30-Hour AI Agents Push the Limits of Carrier Oversight

From reviewing patent filings and earnings transcripts across the top 20 carriers, we have tracked the progression of AI agent autonomy from minutes-long tasks in 2024 to the 30-hour sessions AIG disclosed this week. That number matters because it crosses a threshold that existing governance frameworks were not designed to accommodate. When an AI agent can operate autonomously for longer than an underwriter's working day, the "human in the loop" assumption that underpins NAIC model bulletins, EU AI Act Article 14, and every carrier's internal model risk management policy encounters a structural test.

CEO Peter Zaffino put the trajectory in context on the May 1, 2026 earnings call: "When we began our work with Claude 2.0, AI agents could operate autonomously for less than an hour. Today, they can run autonomously for as long as 30 hours." That is not an incremental improvement. It represents a qualitative shift in how carriers must think about oversight, audit trails, and the actuarial treatment of AI-generated decisions.

The Autonomy Leap: From Sub-One-Hour to 30-Hour Cycles

The path from one-hour autonomous operation to 30-hour cycles did not happen through a single model upgrade. It required three parallel developments in model capabilities, orchestration architecture, and agent handoff protocols that converged during the second half of 2025.
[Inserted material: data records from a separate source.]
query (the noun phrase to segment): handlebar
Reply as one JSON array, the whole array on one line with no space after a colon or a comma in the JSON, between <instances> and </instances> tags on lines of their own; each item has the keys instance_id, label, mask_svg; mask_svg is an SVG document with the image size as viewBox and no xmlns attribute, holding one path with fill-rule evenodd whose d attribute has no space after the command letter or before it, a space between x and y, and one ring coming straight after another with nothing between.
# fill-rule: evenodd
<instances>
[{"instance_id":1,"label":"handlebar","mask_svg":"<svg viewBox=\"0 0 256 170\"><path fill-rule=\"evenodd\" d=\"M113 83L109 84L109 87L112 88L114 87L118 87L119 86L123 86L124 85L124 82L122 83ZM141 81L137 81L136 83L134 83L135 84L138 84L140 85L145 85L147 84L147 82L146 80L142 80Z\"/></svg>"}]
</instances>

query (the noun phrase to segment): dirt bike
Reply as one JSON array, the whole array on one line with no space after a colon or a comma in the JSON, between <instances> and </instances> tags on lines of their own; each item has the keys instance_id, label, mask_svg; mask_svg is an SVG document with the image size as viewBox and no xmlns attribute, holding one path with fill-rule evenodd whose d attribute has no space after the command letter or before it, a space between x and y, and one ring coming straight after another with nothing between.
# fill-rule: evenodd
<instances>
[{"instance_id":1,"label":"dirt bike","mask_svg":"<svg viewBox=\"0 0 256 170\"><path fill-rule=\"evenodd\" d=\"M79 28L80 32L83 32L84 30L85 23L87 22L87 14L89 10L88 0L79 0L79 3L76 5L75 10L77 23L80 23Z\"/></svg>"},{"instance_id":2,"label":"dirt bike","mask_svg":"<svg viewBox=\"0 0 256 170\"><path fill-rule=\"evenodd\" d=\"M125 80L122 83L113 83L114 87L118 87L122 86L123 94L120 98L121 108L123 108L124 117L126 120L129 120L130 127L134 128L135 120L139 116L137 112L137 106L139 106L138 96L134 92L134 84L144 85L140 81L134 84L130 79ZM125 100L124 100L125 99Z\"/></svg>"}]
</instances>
First, the underlying model capabilities expanded. Claude 2.0, the version AIG initially deployed, could process individual submissions and return structured outputs, but it required frequent human intervention to maintain context across tasks. The progression through Claude 3.5 and into the current generation brought extended context windows, improved instruction following over long sessions, and stronger reasoning chains that maintained coherence across thousands of sequential decisions.

Second, AIG built an orchestration layer through its partnership with Palantir. Zaffino described this architecture on the Q1 call: "In close partnership with Palantir and Anthropic, we've begun the next phase of agentic AI at AIG that builds on early successes of AIG Assist." The Palantir Foundry platform provides what AIG calls an "ontology," which Zaffino defined as "a digital map of our business that included our underwriting processes, workflows and data relationships." That ontology layer is what enables agents to operate for extended periods without drifting from business logic, because the guardrails are encoded in the data relationships rather than in human attention.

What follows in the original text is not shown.